Defendants seek summary judgment on Dr. Nylander's bad faith claim under § 56–7–105. Defendants argue that their denial of Dr. Nylander's disability insurance claim was "thoroughly reviewed by medical professionals and well-reasoned." (Doc. No. 36 at 24.) Defendants state that they relied upon (1) the IME and opinion of Dr. Martin; (2) the medical reviews by Dr. Groves and Dr. Saks; (3) the communications with Dr. Nylander; (4) the fact that Dr. Nylander was originally cleared to return to work by Dr. Haslam before he imposed work restrictions; and (5) the fact that "[Dr. Nylander] never submitted documentation in support of a residual disability claim." (Id. ) In response, Dr. Nylander argues that Defendants acted in bad faith by (1) utilizing Dr. Martin, who (a) has never been a part of a gynecological practice or involved in gynecological surgery, (b) did not take any steps to determine the amount of flexion or pressure Dr. Nylander needed to use any of her surgical instruments, and (c) had no expertise to determine if Dr. Nylander could return to her surgical duties; (2) "didn't feel it was necessary" to hire a gynecologist to determine how Dr. Nylander's limitation would affect her practice, nor consult with a gynecologist regarding the important duties of a gynecological practice; (3) did not perform a systemic analysis of Dr. Nylander's income that was promised; and (4) reached inappropriate and conflicting conclusions regarding the important aspects of Dr. Nylander's practice. (Doc. No. 42 at 23–25.)
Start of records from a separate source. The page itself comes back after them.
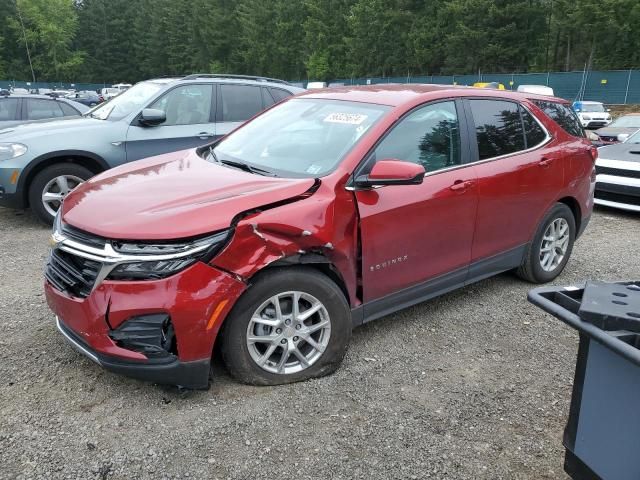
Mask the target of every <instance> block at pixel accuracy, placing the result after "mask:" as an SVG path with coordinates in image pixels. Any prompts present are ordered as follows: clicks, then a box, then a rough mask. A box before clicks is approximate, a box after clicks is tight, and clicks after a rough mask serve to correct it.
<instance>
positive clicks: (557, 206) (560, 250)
mask: <svg viewBox="0 0 640 480" xmlns="http://www.w3.org/2000/svg"><path fill="white" fill-rule="evenodd" d="M575 238H576V221H575V218H574V217H573V212H572V211H571V209H570V208H569V207H567V206H566V205H565V204H564V203H557V204H556V205H555V206H554V207H553V208H552V209H551V211H550V212H549V213H548V214H547V215H546V216H545V218H544V220H543V221H542V222H541V223H540V226H539V227H538V230H537V231H536V234H535V236H534V237H533V240H532V242H531V243H530V244H529V248H528V250H527V254H526V256H525V261H524V263H523V264H522V266H520V268H519V269H518V270H517V274H518V276H520V278H522V279H524V280H527V281H529V282H532V283H545V282H550V281H551V280H553V279H554V278H556V277H557V276H558V275H560V273H562V270H564V267H565V265H566V264H567V262H568V261H569V257H570V256H571V251H572V250H573V242H574V240H575Z"/></svg>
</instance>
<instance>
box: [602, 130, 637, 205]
mask: <svg viewBox="0 0 640 480" xmlns="http://www.w3.org/2000/svg"><path fill="white" fill-rule="evenodd" d="M596 173H597V177H596V191H595V200H594V201H595V203H596V204H598V205H605V206H607V207H613V208H619V209H622V210H629V211H632V212H640V130H638V131H636V133H634V134H633V135H631V136H630V137H629V138H627V140H625V141H624V142H623V143H618V144H615V145H607V146H606V147H602V148H600V149H598V160H597V161H596Z"/></svg>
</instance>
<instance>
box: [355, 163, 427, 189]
mask: <svg viewBox="0 0 640 480" xmlns="http://www.w3.org/2000/svg"><path fill="white" fill-rule="evenodd" d="M425 173H426V172H425V169H424V167H423V166H422V165H418V164H416V163H410V162H403V161H401V160H394V159H386V160H380V161H378V162H376V163H375V165H374V166H373V168H372V169H371V172H370V173H369V175H360V176H359V177H358V178H356V180H355V185H356V186H357V187H363V188H367V187H377V186H382V185H419V184H421V183H422V180H423V179H424V174H425Z"/></svg>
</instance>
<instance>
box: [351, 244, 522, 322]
mask: <svg viewBox="0 0 640 480" xmlns="http://www.w3.org/2000/svg"><path fill="white" fill-rule="evenodd" d="M527 247H528V244H524V245H520V246H519V247H516V248H513V249H511V250H507V251H506V252H504V253H499V254H498V255H494V256H493V257H489V258H484V259H482V260H478V261H476V262H474V263H472V264H471V265H469V266H468V267H464V268H461V269H458V270H454V271H453V272H449V273H445V274H444V275H440V276H439V277H436V278H432V279H430V280H427V281H426V282H422V283H419V284H417V285H414V286H412V287H408V288H405V289H404V290H400V291H398V292H395V293H392V294H390V295H387V296H386V297H382V298H379V299H376V300H372V301H371V302H368V303H365V304H363V305H360V306H359V307H357V308H354V309H353V310H351V318H352V322H353V326H354V327H357V326H359V325H363V324H365V323H367V322H371V321H372V320H377V319H378V318H381V317H384V316H386V315H390V314H392V313H394V312H397V311H399V310H403V309H405V308H408V307H411V306H413V305H416V304H418V303H422V302H425V301H427V300H430V299H432V298H434V297H438V296H440V295H443V294H445V293H448V292H451V291H452V290H456V289H458V288H461V287H464V286H466V285H471V284H472V283H475V282H478V281H480V280H484V279H485V278H489V277H492V276H494V275H497V274H498V273H502V272H506V271H507V270H511V269H513V268H517V267H519V266H520V265H521V264H522V261H523V259H524V255H525V253H526V251H527Z"/></svg>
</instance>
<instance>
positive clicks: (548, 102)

After considering these arguments and all the evidence of record discussed above, the Court finds that there were reasonable bases for controversy in determining whether Dr. Nylander was entitled to the claimed disability benefits. Defendants' denials were based upon arguably legitimate grounds under the terms of the policies. While Dr. Nylander has advanced the argument that the Defendants' investigation was insufficient or in the end substantively misguided, she has not, as is her burden, put forth evidence to demonstrate that it was somehow unreasonable, dishonest, negligently protracted, or fundamentally illegitimate. See, e.g., Lance v. Owner's Ins. Co., No. E2015-00274, 2016 WL 3092818 (Tenn. Ct. App. 2016) (trial court erred in submitting bad faith claim to jury where, in part, the record reflected that defendant promptly began an investigation of the claim and hired an independent expert); Ginn v. Am. Heritage Life Ins. Co., 173 S.W.3d 433, 443–44 (Tenn. Ct. App. 2004) (setting aside bad faith finding where insurance company had "simply unsuccessfully asserted [a substantive] defense"). Dr. Nylander will have the opportunity to challenge Defendants' "arguably legitimate grounds" at trial. But such opportunity does not automatically come with a chance for a bad faith penalty. Dr. Nylander has not met that burden here.
Accordingly, the Court will grant summary judgment to the Defendant on Dr. Nylander's bad faith claim.
Defendants' Motion for Summary Judgment (Doc. No. 35) will be GRANTED IN PART AND DENIED IN PART. The motion will be granted as to the bad faith claim and denied as to the breach of contract claim. The case will proceed to trial.
The Court will file an accompanying order.